Several web-based tools such as Google Scholar and JSTOR, can configured to export BibTeX entries for papers. In Google Scholar’s preferences one can choose to display a BibTeX export link. JSTOR now provides this option as well without any configuration. However, once you become accustomed to your workflow, it is very fast to open your BibTeX database and either fill in the fields manually or copy and paste from a website.

Automated Entry Extraction

BibTeX files for specific LaTeX documents can be created using BibTool which can automatically extract the required entries from a master BibTeX database. After running LaTeX an .aux file is created which contains the keys of BibTeX entries cited in the paper. If paper.tex is the name of the LaTeX document and /path/to/research.bib is the path of the master BibTeX database, then a paper.bib file can be created as follows:

% latex paper.tex
% bibtool -i /path/to/research.bib -x paper.aux > paper.bib

The above command can be placed in a Makefile to automate the process. This setup removes the need to copy and paste BibTeX entries and ensures that only the necessary references are included.
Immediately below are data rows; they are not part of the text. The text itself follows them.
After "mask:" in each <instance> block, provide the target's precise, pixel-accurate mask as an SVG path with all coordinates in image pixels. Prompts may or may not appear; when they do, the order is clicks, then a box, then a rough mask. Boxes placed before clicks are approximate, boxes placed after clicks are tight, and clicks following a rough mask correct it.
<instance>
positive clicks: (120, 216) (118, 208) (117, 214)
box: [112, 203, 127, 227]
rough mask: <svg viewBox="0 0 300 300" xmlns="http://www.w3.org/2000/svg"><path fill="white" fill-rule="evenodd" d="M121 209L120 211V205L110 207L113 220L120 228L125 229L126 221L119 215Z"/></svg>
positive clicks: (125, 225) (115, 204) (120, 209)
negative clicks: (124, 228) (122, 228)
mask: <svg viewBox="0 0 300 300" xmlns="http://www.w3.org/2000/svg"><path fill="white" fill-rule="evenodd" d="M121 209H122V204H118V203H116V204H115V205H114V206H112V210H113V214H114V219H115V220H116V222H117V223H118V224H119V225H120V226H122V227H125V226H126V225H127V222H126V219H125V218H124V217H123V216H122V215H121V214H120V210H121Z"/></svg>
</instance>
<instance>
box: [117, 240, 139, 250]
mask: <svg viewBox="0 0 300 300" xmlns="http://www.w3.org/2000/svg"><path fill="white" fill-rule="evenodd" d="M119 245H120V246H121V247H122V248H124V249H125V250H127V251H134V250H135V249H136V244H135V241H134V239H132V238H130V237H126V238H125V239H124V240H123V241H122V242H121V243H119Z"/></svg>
BibTool is also useful for “normalizing” databases, rewriting the keys according to certain rules such as the ones described above. My ~/.bibtoolrsc file looks like this:

ignored.word = "on"
ignored.word = "the"
ignored.word = "a"
ignored.word = "an"
ignored.word = "if"

key.generation = on
key.number.separator = {}
key.base = {digit}
key.format = {{%s(key) # %-1p(author) # %-1p(editor) # %-5.1W(institution) # %-5.1W(organization) } %2d(year)%-T(title)}